Israël s'oppose au rapprochement
du Hamas et du Fatah

Pressés par l’opinion, les deux mouvements palestiniens évoquent une réconciliation

Jérusalem
Correspondant

Ce n'est pas seulement l'environnement géopolitique d'Israël, avec les révoltes arabes, qui évolue rapidement : sur le plan intérieur, les dirigeants israéliens sont confrontés à une incertitude nouvelle. Le premier ministre, Benyamin Nétanyahou, a réagi négativement, vendredi 18 mars, à l'annonce d'un rapprochement soudain entre le Fatah, principal parti de l'Autorité palestinienne, et le Hamas, au pouvoir à Gaza. Un gouvernement réunissant les deux formations, a-t-il insisté, jeudi, dans un entretien avec la chaîne CNN, tuerait définitivement le processus de paix israélo-palestinien.

La raison ? L'Etat juif ne négociera pas avec un gouvernement comprenant des ministres du Hamas. "Pouvez-vous imaginer un accord de paix avec Al-Qaida ? Evidemment non. Le Hamas a une Constitution qui appelle à l'anéantissement d'Israël et au développement de l'islam radical à travers la région. (...) S'ils arrêtent de lancer des roquettes, s'ils arrêtent les actes terroristes et cessent d'appeler à notre éradication, nous serons heureux de parler avec eux", a-t-il poursuivi.

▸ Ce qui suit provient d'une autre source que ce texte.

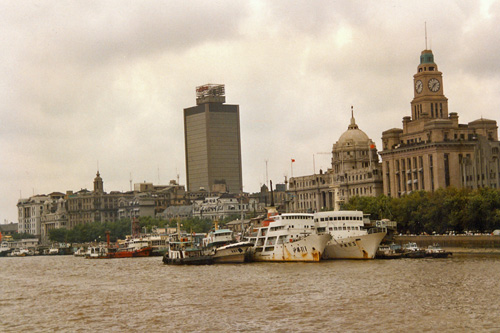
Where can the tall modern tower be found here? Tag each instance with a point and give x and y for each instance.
(212, 142)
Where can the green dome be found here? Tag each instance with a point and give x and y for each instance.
(426, 57)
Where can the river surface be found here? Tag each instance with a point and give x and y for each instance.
(65, 293)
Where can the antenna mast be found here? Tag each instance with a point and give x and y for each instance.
(425, 27)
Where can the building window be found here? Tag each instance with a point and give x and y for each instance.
(446, 170)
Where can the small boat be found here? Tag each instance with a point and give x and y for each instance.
(20, 252)
(97, 252)
(80, 252)
(129, 249)
(350, 239)
(435, 251)
(186, 250)
(4, 249)
(222, 245)
(53, 251)
(388, 251)
(411, 250)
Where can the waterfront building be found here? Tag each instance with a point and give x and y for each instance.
(355, 171)
(30, 214)
(177, 212)
(212, 142)
(94, 206)
(433, 150)
(159, 197)
(7, 230)
(54, 216)
(219, 207)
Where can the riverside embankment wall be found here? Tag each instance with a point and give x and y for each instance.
(458, 241)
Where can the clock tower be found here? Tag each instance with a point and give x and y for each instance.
(429, 100)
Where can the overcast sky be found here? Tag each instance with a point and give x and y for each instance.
(102, 84)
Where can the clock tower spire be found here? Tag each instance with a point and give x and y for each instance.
(429, 100)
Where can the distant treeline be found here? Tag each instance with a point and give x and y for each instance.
(440, 211)
(95, 232)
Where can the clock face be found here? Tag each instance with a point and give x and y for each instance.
(434, 84)
(418, 86)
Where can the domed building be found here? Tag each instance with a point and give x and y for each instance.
(355, 166)
(355, 171)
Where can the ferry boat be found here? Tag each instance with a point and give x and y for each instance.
(288, 237)
(135, 247)
(221, 244)
(97, 252)
(350, 239)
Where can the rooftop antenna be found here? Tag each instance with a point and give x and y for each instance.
(425, 27)
(267, 177)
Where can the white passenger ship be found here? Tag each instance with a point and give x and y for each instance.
(289, 237)
(350, 240)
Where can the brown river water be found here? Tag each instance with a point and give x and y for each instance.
(65, 293)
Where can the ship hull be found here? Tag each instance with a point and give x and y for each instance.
(307, 249)
(231, 254)
(200, 260)
(144, 252)
(356, 247)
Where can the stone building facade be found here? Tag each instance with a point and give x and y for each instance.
(355, 171)
(433, 150)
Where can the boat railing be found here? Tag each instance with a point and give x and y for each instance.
(377, 230)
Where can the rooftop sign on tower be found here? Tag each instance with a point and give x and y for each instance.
(210, 93)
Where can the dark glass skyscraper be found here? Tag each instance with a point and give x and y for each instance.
(212, 142)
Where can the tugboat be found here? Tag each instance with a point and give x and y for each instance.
(186, 250)
(222, 245)
(130, 249)
(411, 250)
(391, 251)
(435, 251)
(4, 249)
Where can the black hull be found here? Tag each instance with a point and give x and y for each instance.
(203, 260)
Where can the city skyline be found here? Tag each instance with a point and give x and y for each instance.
(106, 83)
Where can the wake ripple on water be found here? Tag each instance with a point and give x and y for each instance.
(73, 294)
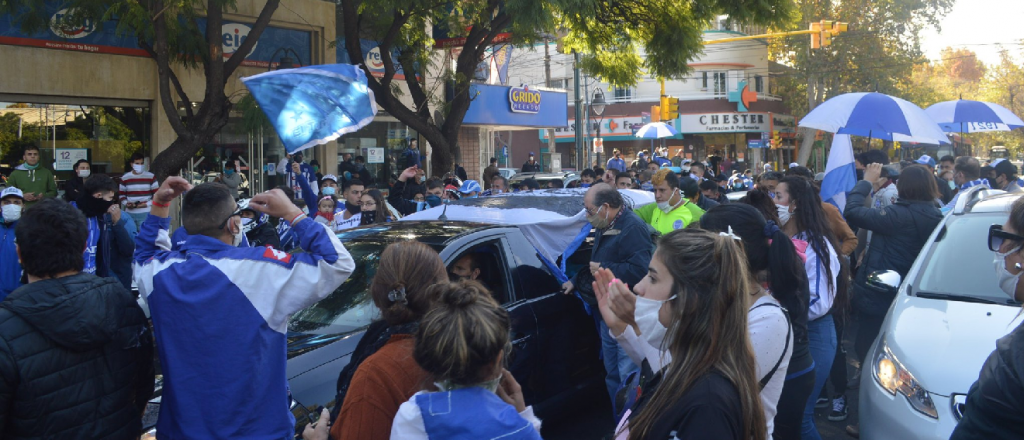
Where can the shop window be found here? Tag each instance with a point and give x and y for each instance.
(483, 263)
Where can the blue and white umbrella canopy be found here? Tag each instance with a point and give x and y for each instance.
(656, 130)
(875, 115)
(965, 116)
(314, 104)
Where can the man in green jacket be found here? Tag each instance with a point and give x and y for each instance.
(33, 179)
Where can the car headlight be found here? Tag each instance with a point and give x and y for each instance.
(894, 378)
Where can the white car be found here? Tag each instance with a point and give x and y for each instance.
(943, 323)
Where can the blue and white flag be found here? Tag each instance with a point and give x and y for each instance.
(314, 104)
(841, 173)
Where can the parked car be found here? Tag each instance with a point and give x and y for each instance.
(556, 347)
(942, 325)
(543, 178)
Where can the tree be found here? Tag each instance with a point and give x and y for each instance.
(169, 32)
(878, 54)
(609, 35)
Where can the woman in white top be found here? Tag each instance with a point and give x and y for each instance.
(802, 217)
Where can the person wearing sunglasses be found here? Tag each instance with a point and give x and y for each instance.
(994, 403)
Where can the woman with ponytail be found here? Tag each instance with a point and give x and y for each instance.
(802, 217)
(382, 372)
(775, 264)
(463, 344)
(692, 306)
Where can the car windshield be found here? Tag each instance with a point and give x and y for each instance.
(349, 307)
(960, 262)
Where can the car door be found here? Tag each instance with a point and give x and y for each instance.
(567, 343)
(497, 276)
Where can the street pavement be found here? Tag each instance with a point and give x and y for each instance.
(595, 422)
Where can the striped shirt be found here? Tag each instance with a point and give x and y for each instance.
(138, 187)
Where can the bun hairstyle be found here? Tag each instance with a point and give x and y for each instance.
(708, 333)
(463, 335)
(406, 271)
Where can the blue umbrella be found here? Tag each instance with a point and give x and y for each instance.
(314, 104)
(656, 130)
(875, 115)
(966, 116)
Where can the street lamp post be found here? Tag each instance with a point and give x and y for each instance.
(597, 104)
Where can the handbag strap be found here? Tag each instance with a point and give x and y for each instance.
(788, 331)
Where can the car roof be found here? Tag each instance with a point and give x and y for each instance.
(435, 233)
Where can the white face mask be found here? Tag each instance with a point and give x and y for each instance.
(650, 326)
(1008, 281)
(783, 214)
(11, 213)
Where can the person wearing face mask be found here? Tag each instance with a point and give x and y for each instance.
(482, 399)
(137, 187)
(74, 186)
(898, 233)
(35, 180)
(689, 317)
(112, 234)
(208, 360)
(256, 226)
(670, 212)
(11, 205)
(994, 405)
(623, 244)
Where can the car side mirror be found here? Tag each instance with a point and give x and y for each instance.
(885, 280)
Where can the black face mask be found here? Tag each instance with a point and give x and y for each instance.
(93, 207)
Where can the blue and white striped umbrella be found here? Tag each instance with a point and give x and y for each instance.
(656, 130)
(875, 115)
(965, 116)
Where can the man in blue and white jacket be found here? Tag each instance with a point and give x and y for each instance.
(220, 313)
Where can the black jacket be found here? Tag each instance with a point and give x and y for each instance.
(995, 403)
(900, 230)
(76, 360)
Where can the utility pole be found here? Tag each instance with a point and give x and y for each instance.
(579, 112)
(547, 83)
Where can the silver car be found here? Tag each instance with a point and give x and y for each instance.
(942, 325)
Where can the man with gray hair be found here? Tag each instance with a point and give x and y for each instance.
(622, 244)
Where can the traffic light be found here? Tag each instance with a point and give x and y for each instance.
(815, 35)
(670, 107)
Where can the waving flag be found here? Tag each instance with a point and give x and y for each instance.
(314, 104)
(841, 174)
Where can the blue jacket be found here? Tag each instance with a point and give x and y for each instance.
(10, 269)
(109, 251)
(220, 315)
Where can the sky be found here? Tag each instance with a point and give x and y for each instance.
(977, 25)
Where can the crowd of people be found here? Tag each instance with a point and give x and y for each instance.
(718, 319)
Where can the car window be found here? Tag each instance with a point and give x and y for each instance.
(960, 262)
(349, 307)
(486, 263)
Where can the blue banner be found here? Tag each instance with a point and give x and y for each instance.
(315, 104)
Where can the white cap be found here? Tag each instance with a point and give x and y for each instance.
(11, 191)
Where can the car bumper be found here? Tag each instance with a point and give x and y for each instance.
(884, 415)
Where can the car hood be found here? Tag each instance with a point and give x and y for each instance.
(944, 343)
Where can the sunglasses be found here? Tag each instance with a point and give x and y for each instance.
(996, 236)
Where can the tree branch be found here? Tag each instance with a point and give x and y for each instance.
(254, 33)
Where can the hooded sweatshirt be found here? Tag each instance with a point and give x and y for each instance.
(39, 180)
(76, 360)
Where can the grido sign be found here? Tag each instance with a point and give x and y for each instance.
(521, 99)
(725, 123)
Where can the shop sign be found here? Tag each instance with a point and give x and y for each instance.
(522, 99)
(725, 123)
(68, 157)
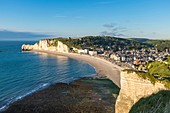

Mahmoud Abbas, président de l'Autorité palestinienne, a répondu très vite positivement à l'invitation d'Ismaïl Haniyeh, premier ministre du Hamas, à se rendre à Gaza : "Je suis prêt à y aller demain pour mettre fin à la division", a-t-il assuré, tout en précisant qu'il envisageait cette visite non pour relancer le dialogue politique avec le Mouvement de la résistance islamique - qui a pris le contrôle de la bande de Gaza en 2007 -, mais pour former un gouvernement d'unité chargé d'organiser des élections générales.

Les deux formations palestiniennes ont tenté pendant près de deux ans de se réconcilier sous l'égide des autorités égyptiennes, qui soutenaient le Fatah tout en collaborant avec Israël pour maintenir le blocus de Gaza. Un cadre peu favorable, d'autant que le Hamas conteste la légitimité de M. Abbas, resté en fonctions alors que son mandat s'est achevé en 2009. Débarrassées de la tutelle de l'ex-président Hosni Moubarak, confrontées au vent des révoltes arabes qui pourrait s'étendre à la Palestine, les deux formations sont soumises à la surenchère de la "rue palestinienne".

Mahmoud Abbas en échec

Officiellement, les slogans des rassemblements populaires organisés en Cisjordanie et à Gaza appellent à la réunification du mouvement palestinien. Potentiellement, ils peuvent déstabiliser un leadership politique dont la popularité, tant à Gaza qu'à Ramallah, est ébranlée. Mahmoud Abbas a des raisons de faire un pas en faveur de l'unité : sa stratégie de négociations avec Israël a abouti à une impasse, et sa stratégie de substitution consistant à faire reconnaître un Etat palestinien aux Nations unies n'est pas viable si la désunion politique et territoriale palestinienne perdure.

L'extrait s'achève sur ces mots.